Requires bash, goaccess v1.5+, geoipupdate, and awscli to be installed. As of now, will only work with CloudFront logs since that's all I deal with. Super-easy to adapt to other kinds of logs.



sudo apt install geoipupdate goaccess


On FreeBSD 11.2. FreshPorts' package is not compiled with support for Tokyo Cabinet. A bit more involved than that I thought it would be.

# Install deps
pkg install \
    tcb \
    gettext \
    libmaxminddb \
    automake \
    python3.7 \
    geoipupdate \

# Compile goaccess
git clone https://github.com/allinurl/goaccess.git
cd goaccess
autoreconf -fiv
./configure \
    --enable-utf8 \
    --enable-geoip=mmdb \
    --enable-tcb=btree \
    CFLAGS="-I/usr/local/include" \

make install

# Folder setup
mkdir -p $LOG_ROOT/geoip/

GeoIP Information

You will need the GeoIP configuration information from MaxMind. Get a MaxMind account and API key and, in this folder,

mkdir ./geoip
geoipupdate -d ./geoip

The script will fail if you don't do this.

Running the Script

With aws and goaccess in your $PATH (and the GeoIP data in ./geoip), you need to specify (a) the bucket to pull logs from and (b) the bucket to push generated reports to. Here's a sample invocation:

# In this folder
BUCKET_FOR_LOGS="logs.example.com" BUCKET_FOR_REPORTS="reports.example.com" ./generate.sh foo.example.com current

You will need the AWS CLI configured to pull and push to your buckets. Assumed that this is the default profile; customize as you see fit.

The logs will be synced to ./foo.example.com/logs (will be created if it doesn't exist). A goaccess database will be created at ./foo.example.com/db (will be created if it doesn't exist).

That current part will only generate logs for the current year and month.
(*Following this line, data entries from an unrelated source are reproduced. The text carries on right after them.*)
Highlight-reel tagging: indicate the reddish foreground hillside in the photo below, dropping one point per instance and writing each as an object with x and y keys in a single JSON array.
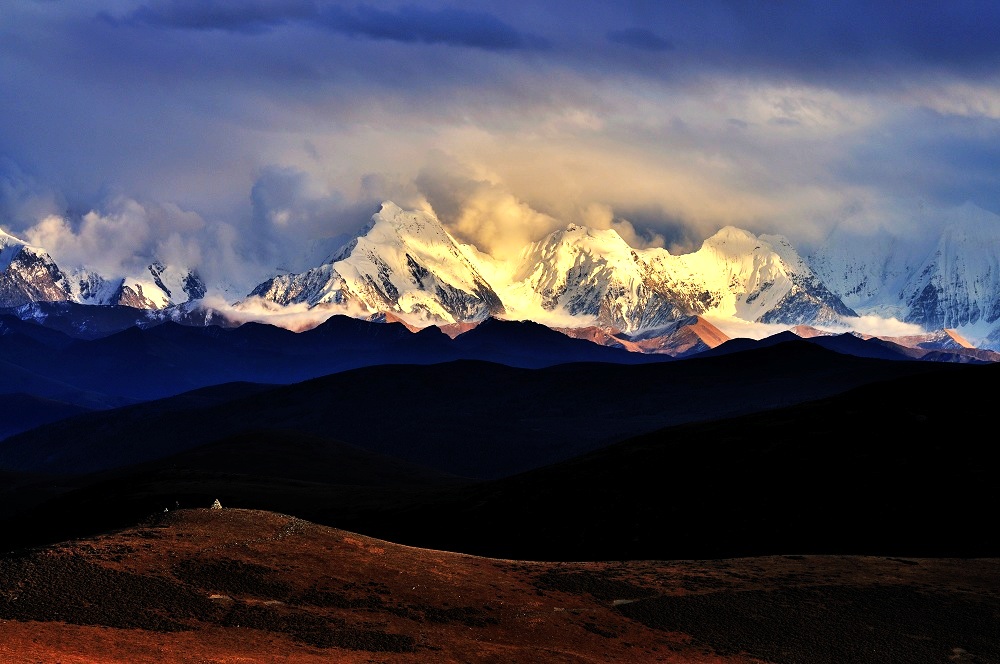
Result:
[{"x": 237, "y": 585}]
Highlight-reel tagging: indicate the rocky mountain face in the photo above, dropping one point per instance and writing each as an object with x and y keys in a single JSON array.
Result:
[
  {"x": 946, "y": 279},
  {"x": 28, "y": 274},
  {"x": 408, "y": 263},
  {"x": 405, "y": 262}
]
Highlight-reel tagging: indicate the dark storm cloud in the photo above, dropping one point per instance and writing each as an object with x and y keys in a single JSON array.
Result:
[
  {"x": 640, "y": 38},
  {"x": 680, "y": 115},
  {"x": 408, "y": 24},
  {"x": 227, "y": 15},
  {"x": 933, "y": 157},
  {"x": 453, "y": 27}
]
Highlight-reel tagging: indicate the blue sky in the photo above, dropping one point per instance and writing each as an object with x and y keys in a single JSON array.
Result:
[{"x": 236, "y": 133}]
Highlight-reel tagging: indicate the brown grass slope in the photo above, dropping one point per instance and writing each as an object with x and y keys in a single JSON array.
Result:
[{"x": 240, "y": 585}]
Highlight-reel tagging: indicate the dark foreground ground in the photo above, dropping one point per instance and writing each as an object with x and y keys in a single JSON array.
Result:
[{"x": 238, "y": 585}]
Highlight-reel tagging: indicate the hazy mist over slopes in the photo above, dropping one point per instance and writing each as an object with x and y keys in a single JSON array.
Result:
[{"x": 234, "y": 136}]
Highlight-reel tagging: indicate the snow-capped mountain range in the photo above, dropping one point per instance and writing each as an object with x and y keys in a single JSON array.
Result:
[
  {"x": 407, "y": 264},
  {"x": 28, "y": 274}
]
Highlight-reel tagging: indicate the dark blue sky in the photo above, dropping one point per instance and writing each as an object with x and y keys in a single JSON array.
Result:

Omit it to generate logs for whatever you've synced from BUCKET_FOR_LOGS.

Here's a sample cron job:

0  0  *  *  * pushd /path/to/this/repo; BUCKET_FOR_LOGS="logs.example.com" BUCKET_FOR_REPORTS="reports.example.com" ./generate.sh foo.example.com current; popd

👉 You must back up the generated reports and the db folder!